--Ah! vraiment?

--Oui, monsieur s'entends souvent vos administrés faire votre éloge.

Le bourgmestre parut flatté des paroles de Paul Aubry, car il reprit avec un bon sourire:

--Je pourrais me servir des mêmes termes à votre adresse.

Etant obligé de connaître, autant que possible, les étranger qui résident en notre ville, et ayant le bonheur d'appartenir comme vous à la religion catholique, j'ai demandé des renseignements sur votre compte à votre curé, le révérend Père Schultz, et voici ce qu'il m'a dit en parlant de vous et de votre soeur:

«Plût à Dieu que tous les étrangers qui habitent l'Allemagne leur ressemblassent!»

--Je suis vraiment charmé et confus de la bonne opinion que le révérend Père Schultz a de nous, fit Paul Aubry.

--Maintenant, cher monsieur, voici le sujet qui m'amène ici. Je serai franc avec vous. J'ai eu l'autre jour la visite d'un officier français qui m'a informé que vous et votre soeur portiez le nom de Micali qui n'est pas le vôtre, et que votre nom véritable est Aubry. Il m'a dit aussi que vous êtes Français et non Italien, bien qu'on ne vous entende causer qu'en italien.

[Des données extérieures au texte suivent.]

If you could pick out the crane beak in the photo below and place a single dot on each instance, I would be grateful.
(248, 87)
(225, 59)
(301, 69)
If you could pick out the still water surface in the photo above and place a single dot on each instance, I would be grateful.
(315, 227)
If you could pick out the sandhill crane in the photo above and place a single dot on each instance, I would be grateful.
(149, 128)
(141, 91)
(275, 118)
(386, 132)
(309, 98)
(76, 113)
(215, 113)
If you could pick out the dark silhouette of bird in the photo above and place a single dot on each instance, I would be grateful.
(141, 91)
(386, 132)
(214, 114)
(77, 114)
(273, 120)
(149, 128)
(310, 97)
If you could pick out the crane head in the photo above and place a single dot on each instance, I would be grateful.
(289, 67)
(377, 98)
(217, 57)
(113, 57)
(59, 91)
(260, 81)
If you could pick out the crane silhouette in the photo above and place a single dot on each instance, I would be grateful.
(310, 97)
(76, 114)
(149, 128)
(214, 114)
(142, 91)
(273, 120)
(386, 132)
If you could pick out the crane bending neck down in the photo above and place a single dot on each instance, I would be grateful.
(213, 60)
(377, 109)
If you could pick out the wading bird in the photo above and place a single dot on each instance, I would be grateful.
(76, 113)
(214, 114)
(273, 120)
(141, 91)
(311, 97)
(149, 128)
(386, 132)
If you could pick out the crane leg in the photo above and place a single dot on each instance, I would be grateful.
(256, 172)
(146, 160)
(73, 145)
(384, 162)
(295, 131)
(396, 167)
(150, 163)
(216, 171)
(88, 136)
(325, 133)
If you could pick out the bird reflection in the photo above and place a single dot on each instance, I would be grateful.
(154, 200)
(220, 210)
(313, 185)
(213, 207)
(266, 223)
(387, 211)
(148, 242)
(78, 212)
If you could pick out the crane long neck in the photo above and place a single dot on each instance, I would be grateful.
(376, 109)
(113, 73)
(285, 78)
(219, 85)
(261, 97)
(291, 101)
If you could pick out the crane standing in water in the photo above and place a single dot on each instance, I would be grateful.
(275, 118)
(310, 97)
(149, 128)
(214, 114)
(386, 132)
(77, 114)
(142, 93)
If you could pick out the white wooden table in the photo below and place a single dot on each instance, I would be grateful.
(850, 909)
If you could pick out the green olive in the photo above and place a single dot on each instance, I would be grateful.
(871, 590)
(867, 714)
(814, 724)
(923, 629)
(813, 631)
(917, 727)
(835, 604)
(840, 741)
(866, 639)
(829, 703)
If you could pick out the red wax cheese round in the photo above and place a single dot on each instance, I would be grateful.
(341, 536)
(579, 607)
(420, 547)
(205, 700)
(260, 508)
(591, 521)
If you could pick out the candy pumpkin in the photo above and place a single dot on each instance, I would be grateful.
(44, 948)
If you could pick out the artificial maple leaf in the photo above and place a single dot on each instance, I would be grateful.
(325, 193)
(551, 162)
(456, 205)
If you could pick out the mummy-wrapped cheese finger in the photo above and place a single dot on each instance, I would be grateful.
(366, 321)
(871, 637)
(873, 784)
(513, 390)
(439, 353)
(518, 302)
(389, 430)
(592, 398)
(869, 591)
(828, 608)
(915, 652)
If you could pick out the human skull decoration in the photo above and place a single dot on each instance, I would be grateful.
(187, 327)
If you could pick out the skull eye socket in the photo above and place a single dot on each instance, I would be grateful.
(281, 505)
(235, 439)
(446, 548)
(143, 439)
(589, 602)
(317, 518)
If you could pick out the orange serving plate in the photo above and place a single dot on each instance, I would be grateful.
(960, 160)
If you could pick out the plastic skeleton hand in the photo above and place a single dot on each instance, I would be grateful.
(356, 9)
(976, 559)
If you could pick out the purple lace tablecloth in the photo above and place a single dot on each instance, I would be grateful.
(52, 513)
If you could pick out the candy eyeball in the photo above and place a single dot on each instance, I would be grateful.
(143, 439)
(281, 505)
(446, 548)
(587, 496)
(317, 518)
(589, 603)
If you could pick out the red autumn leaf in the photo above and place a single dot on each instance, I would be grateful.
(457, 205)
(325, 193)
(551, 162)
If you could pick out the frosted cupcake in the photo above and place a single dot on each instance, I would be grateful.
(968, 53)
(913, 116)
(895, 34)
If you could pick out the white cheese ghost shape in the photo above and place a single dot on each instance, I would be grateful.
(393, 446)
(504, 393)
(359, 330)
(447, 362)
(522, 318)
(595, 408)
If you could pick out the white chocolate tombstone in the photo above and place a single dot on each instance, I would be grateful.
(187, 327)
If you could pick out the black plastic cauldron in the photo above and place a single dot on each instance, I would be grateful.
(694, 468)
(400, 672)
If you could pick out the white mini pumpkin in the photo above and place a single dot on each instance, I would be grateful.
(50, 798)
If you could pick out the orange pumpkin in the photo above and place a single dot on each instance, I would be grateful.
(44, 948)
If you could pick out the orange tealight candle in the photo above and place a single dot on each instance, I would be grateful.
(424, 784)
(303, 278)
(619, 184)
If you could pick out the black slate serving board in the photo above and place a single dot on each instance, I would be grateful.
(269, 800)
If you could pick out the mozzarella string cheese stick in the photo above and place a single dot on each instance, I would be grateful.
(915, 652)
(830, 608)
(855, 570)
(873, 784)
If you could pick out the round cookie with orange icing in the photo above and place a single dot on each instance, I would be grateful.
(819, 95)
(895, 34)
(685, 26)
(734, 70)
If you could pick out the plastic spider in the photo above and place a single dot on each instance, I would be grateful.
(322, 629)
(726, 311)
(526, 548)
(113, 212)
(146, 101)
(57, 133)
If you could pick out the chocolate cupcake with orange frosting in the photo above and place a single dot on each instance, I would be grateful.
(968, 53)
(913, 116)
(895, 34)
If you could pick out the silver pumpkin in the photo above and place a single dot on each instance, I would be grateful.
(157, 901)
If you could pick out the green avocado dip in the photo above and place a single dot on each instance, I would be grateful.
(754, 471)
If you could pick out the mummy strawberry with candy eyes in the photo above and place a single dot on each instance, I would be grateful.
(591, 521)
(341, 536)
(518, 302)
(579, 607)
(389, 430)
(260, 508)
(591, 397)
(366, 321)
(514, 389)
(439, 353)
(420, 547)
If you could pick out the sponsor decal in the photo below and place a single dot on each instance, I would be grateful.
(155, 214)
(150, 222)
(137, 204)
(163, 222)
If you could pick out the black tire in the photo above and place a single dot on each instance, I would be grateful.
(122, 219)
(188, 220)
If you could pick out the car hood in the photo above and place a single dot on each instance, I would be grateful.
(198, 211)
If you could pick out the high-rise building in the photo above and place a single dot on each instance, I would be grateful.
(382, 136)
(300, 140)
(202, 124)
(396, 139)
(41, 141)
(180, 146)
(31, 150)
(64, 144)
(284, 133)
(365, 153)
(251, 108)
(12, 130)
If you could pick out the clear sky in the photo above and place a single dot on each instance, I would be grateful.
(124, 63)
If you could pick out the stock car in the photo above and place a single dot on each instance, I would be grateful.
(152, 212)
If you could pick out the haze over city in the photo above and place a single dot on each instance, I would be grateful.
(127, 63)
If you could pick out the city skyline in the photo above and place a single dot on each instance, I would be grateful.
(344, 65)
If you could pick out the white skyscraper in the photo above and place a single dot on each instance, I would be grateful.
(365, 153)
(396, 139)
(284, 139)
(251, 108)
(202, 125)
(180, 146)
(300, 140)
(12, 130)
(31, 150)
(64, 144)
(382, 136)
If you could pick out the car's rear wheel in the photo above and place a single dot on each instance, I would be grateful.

--Tout cela est vrai, monsieur le bourgmestre; mais je dois ajouter que le nom de Micali est un peu et même beaucoup le nôtre, puisqu'il est le nom de notre regrettée mère, laquelle est née à Naples et a habité l'Italie jusqu'à son mariage.

C'est aussi en mémoire de notre bonne mère que nous parlons souvent la langue italienne.